Why Jonas Salk Was Often Despised When He Was Alive
In the 1940s and 1950s, the world was gripped by an epidemic. The polio virus was ravaging through homes, targeting children, and sometimes confining them to life inside an iron lung.
You would think that the man who developed the vaccine for polio, Dr. Jonas Salk, would be celebrated and showered with awards. In reality, Dr. Salk, who did become a celebrity of sorts, was disliked by his peers and was even denied a Nobel Prize.
According to New Atlantis, Dr. Salk had always wanted to change the world, even as a child. His brothers even teased him and called him "Little Jesus." Growing up in the aftermath of the 1918 influenza pandemic, Salk had been haunted by images of classmates sickened by that virus.
After graduating from medical school in New York, Dr.
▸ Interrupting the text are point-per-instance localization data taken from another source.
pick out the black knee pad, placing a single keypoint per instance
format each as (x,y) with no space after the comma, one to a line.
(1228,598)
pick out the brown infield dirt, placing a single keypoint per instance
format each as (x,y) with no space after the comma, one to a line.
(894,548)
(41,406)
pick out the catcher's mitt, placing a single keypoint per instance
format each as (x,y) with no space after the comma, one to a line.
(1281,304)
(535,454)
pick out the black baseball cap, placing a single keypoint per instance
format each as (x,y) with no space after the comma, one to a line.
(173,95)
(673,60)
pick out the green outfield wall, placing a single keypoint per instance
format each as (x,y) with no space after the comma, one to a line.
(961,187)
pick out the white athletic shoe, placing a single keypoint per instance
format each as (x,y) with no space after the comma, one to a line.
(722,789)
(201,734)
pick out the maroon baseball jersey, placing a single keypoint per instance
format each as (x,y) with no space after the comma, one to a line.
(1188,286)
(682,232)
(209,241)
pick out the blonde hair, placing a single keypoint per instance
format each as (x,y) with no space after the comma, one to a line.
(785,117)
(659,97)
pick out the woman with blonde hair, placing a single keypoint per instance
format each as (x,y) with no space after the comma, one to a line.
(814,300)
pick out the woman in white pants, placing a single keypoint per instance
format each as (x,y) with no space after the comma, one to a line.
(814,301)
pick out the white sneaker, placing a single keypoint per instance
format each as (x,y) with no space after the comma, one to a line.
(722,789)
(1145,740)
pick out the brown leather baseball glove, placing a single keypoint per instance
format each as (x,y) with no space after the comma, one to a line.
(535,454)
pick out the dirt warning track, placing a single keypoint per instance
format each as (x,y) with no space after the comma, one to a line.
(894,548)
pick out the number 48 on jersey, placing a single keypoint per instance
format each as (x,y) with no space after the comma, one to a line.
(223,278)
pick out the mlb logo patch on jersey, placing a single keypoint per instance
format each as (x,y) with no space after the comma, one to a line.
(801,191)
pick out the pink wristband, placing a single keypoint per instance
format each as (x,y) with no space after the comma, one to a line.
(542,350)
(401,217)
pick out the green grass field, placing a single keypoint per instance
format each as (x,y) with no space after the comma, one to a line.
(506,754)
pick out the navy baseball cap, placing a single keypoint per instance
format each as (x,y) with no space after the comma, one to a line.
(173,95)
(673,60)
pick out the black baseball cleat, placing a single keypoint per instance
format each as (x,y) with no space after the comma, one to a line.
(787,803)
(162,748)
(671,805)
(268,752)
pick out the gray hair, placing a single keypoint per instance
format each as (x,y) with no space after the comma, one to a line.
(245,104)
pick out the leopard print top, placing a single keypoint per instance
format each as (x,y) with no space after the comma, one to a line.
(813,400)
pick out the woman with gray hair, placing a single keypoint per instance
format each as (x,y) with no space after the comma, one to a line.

Salk joined a team studying a potential vaccine against the flu. In 1947, Dr. Salk became a professor of bacteriology at the University of Pittsburgh, explained Encyclopedia Britannica. There he began his research into polio. Several scientists from other universities worked on finding the different strains of polio. He demonstrated that some strains that had died could not induce the disease, but could help produce anti-bodies. Since it was an epidemic, polio research attracted many donors. Dr. Salk and his team benefited from a grant from March of Dimes. They needed the money because the trial involved millions of test subjects, mostly children. Two years after Dr. Salk first developed the vaccine, it was declared safe and effective.
A tainted vaccine
Dr. Salk went from ambitious researcher to celebrity almost overnight. He was lauded in the White House and the public alike. Dr. Salk told the New York Times that he disliked his fame and felt it set him apart from his colleagues too much.
Even before the polio vaccine was approved, other scientists questioned Dr. Salk's abilities. New Atlantis noted that the scientist Dr. Albert Sabin, who created an oral polio vaccine, admitted that Dr. Salk's discovery was groundbreaking, before tearing into Dr. Salk's findings and methods. Many researchers felt Dr. Salk's constant appearances on radio and TV talking about his vaccine was a sign of a glory hound. Doctors, some of whom had reservations about the vaccine, felt pressured to administer the vaccine anyway, simply because the parents had heard Dr. Salk talk about it.
Scientists began to mockingly call the vaccine the Salk vaccine, attaching his name to it in case it failed. Dr. Sabin claimed Dr. Salk's version of the vaccine wouldn't confer long-term immunity, while gossip mongers would later say the trial was dangerous and the vaccine could potentially kill its subjects. There were reports of patients developing paralytic polio during the trials caused by improperly prepared shots.
Even when the government approved Dr. Salk's vaccine, other researchers still felt he was too ambitious. Dr. Salk believed polio could be eradicated, but even his mentor said it was impossible.
Maligned in his own institution
The mentor was wrong. In 2019, the World Health Organization announced all but one strain of polio had been eliminated, thanks to global vaccination efforts.
Despite developing the first polio vaccine and becoming a celebrity, Dr. Salk was never honored for his discovery. He was denied entry into the National Academy of Sciences, of which Dr. Sabin became a member. Dr. Sabin later called Dr. Salk's vaccine as "kitchen work." The Salk vaccine suffered from the trial cases that developed polio, and governments would later use Dr. Sabin's work, though Dr. Salk would remain popular. The Centers for Disease Control and Prevention, however, called for the exclusive use of the Salk vaccine to further eliminate polio.
Wanting to further work on biology and society, Dr. Salk established the Salk Institute for Biological Studies in San Diego. The institute quickly became a destination for researchers and has produced Noble laureates. But even in his own institution, Dr. Salk was marginalized. The book Jonas Salk: A Life discussed how he was never again taken seriously as a scientist, even as he researched cures for AIDS and multiple sclerosis. Much of this has to do with his interest in biophilosphy, a mixture of biology and philosophy. He also saw his lab taken from him, and he was given a largely symbolic role in the organization bearing his name. Dr. Salk was paraded around for fund-raising.
Dr. Salk died in 1995 from heart failure, before his vaccine would once again be celebrated.